Its main focus is pre-flop. The introduction says as much, accompanied with a quote from Erika Oppenheimer: “Without a solid foundation, you’ll have trouble creating anything of value.”
Even in the introduction I was introduced to some new concepts: Hot and Cold Equity, Realizability, as well as some old ones such as Implied Odds, something which I was relatively used to from playing No-Limit Hold’em.
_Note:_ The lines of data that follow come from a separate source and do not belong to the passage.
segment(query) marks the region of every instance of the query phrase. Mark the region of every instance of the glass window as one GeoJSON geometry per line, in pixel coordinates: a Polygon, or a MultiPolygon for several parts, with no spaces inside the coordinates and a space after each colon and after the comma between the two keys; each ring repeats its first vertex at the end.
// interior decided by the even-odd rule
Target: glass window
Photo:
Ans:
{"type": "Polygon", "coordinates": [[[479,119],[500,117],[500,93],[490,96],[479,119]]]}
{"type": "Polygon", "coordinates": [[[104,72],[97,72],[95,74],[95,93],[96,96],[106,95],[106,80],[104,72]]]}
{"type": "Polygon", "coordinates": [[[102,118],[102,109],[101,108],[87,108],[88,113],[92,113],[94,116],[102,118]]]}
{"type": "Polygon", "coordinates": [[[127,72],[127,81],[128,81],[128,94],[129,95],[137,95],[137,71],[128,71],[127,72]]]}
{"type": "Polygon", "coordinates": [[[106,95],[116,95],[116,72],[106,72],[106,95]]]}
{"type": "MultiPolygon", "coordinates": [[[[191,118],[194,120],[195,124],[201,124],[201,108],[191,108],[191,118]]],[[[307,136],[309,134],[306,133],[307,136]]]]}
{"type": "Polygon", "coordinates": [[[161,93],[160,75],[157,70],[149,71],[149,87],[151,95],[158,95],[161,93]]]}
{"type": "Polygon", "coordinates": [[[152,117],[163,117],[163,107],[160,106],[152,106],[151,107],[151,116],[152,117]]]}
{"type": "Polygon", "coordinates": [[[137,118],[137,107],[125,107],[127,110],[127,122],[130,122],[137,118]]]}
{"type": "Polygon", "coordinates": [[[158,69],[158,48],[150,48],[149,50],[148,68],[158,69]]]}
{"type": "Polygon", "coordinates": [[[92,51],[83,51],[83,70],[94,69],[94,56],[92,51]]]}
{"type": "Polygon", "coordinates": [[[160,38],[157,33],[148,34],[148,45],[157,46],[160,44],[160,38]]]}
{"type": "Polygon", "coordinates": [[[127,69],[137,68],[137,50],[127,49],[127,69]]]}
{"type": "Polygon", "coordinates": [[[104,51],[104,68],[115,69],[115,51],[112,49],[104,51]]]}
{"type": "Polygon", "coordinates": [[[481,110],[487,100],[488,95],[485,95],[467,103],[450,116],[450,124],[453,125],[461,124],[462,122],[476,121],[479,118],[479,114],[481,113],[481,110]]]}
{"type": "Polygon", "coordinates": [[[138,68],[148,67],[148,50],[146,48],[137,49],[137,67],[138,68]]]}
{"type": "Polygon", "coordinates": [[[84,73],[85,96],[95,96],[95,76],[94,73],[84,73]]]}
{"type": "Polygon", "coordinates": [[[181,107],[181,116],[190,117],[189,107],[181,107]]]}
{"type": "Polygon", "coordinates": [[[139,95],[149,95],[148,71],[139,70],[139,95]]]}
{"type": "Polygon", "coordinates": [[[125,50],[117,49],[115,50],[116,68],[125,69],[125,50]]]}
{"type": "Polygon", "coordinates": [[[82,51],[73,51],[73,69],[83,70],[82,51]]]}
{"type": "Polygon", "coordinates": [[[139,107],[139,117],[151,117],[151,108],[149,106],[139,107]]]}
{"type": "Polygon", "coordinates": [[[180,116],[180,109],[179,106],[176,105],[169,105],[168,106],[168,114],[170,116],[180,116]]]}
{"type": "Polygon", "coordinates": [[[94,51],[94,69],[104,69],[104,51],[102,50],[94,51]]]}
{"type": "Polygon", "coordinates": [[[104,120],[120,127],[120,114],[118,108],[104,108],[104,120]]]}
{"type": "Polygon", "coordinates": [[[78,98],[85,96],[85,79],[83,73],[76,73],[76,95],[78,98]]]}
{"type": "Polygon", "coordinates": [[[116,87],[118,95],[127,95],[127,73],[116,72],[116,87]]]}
These core concepts would continue throughout the entire syllabus, and would be joined and developed upon as the course went on. Something I was used to was connectivity and suitedness of cards within PLO, but introducing the concepts of ‘Nuttiness’ and ‘Pushing/Pulling’ was something completely new to me. Before clicking on the ‘Nuttiness’ portion of the video series, I felt like I had a good idea as to what it would be about.
I was wrong.
There was even more jargon and phrases that I had never used before and wasn’t used to. Who knew there was front-end and back-end nuttiness? It really was like a foreign language. Every so often I would hear phrases such as ‘three-flush’ or ‘board texture,’ but they would be interwoven with certain things that I only vaguely knew, or had been introduced to me over the course of this series.
The focus on the pre-flop was extensive. In No-Limit Hold’em there are 169 hand combinations whereas in Pot-Limit Omaha there are an amazing 16,433 hand combinations. I really liked the Preflop Decision Making section, which included four sections on Early Position, two each on middle position, the cutoff, and the button. And then some special sections on the big blind, three-betting and cold-calling in position.
As someone who has only ever played the “great game” of Pot-Limit Omaha as part of a mixed game rotation, and has never professed to be any good at it, this course was perfect. I really felt my eyes being opened to certain game dynamics in a way that I had never felt in it before. It was similar to the feeling I felt in the earlier Upswing poker content I reviewed (the Lab), where something clicked and I felt myself sitting back in my chair going “Huh, I could play that hand like that?” However, in Pot-Limit Omaha this happened more often, and more powerfully than in No-Limit Hold’em.
Even in the content that I’ve consumed so far, I can feel myself improving every time. Sadly, I’ve not had the chance to put these new-found skills into action, but I feel much more equipped to play with the concepts of Nuttiness and proper knowledge of equity when holding four cards instead of two.
However, my favourite part of the course came at the end with the ‘Play and Explain’ sessions, most of which were at PLO500. The fact that Fernando “JNandez” Habeggar was applying concepts that you had learned at such high stakes really showed you how informative and important this syllabus could be to someone playing Pot-Limit Omaha for a living, or someone who just wanted to get better at it.
— gN JNandez (@JNandezPoker) April 20, 2017
It was almost as if you were watching a Twitch stream, but simultaneously with some of the highest level of Pot-Limit Omaha teaching you can get your hands on. That is a really intuitive way of teaching these days, and perhaps something Upswing could look to do more of in the future.